Sunday 15 November 2009

Android, Java, Eclipse

During the weekend I wrote my first little android application (Leander, a frontend for dict.leo.org). I did it mainly to earn myself an Archos 5, but beyond that I was also just curious. This was the first time I wrote something for a different platform than general purpose PC/workstation/server, it was the first time I really used Eclipse and it was the first time in at least ten years that I used Java again.
As is to be expected from a resource-limited device the SDK feels a bit constrained and decidedly non-fancy. On the other hand that makes it relatively clear and easy to pick up.
I did not like Java when I first had to use it in a graphics programming course back in the nineties and I still do not really care for it. Its verbosity and redundancy annoy me.

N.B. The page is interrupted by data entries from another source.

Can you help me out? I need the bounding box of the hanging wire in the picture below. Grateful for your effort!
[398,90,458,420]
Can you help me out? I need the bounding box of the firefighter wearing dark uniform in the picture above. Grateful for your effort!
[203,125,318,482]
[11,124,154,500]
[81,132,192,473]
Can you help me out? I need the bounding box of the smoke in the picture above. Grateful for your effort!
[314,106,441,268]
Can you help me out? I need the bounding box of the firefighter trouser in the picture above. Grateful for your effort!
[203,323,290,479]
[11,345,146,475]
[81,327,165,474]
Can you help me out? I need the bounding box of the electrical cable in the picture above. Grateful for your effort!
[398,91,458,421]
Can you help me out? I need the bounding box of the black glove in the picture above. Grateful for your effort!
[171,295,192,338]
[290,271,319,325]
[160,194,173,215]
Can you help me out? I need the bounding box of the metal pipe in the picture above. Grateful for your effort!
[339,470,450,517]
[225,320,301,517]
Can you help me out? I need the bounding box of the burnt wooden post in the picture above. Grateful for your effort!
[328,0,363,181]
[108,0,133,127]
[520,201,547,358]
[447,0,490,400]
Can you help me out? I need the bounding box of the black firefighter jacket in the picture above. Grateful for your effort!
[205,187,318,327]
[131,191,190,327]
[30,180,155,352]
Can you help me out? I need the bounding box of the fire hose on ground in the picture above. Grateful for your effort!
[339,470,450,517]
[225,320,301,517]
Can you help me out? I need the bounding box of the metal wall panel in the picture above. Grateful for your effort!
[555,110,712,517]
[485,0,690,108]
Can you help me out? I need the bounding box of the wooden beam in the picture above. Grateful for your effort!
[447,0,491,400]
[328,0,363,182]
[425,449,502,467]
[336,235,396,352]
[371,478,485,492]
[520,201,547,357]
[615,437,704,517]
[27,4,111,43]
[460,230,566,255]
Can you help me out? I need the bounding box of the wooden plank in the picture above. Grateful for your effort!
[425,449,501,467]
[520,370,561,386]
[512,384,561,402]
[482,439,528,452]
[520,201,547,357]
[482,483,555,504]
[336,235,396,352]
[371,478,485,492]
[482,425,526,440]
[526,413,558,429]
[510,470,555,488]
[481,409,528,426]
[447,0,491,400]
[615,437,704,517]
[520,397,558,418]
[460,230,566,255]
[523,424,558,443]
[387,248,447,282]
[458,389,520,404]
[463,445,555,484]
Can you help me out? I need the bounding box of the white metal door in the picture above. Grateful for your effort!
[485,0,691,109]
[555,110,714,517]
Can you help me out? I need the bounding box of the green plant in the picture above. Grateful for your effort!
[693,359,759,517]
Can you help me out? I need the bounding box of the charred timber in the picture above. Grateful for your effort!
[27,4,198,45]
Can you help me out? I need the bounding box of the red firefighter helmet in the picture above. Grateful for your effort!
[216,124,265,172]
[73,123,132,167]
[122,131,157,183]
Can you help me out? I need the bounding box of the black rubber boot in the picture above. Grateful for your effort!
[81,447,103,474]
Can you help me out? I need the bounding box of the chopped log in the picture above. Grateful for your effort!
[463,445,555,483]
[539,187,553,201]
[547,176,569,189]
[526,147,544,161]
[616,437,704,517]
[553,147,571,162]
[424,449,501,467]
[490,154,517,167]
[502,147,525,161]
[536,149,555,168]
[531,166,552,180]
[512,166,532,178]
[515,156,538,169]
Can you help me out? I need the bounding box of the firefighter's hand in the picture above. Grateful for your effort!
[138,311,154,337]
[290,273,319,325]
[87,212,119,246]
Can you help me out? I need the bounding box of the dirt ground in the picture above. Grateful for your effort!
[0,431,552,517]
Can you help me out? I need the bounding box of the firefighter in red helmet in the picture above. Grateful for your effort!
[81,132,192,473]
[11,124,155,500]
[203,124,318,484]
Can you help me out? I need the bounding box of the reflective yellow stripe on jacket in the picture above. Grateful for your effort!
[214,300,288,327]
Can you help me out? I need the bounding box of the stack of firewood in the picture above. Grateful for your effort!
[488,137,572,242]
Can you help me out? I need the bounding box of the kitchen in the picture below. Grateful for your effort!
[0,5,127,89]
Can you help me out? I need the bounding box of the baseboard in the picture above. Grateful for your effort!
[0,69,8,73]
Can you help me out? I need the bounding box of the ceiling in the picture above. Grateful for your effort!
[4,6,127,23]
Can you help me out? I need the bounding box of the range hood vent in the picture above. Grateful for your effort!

I think Java just feels overwhelmingly pedestrian.
All the rough edges and annoyances the whole experience could have had however were muffled by Eclipses constant supervision. I do not know whether it is the progress of technology or the different attitude of the language but the last time I used an IDE (Visual C++ back in the nineties as well), I did not feel nearly as cared for as this time.
All this hand-holding makes development sort of a brainless activity - just follow the suggestions by the IDE, copy and paste a few things from the docs or online sources... done. Anyways it is fun and I am curious to see whether my app is actually going to be used by anyone ;-).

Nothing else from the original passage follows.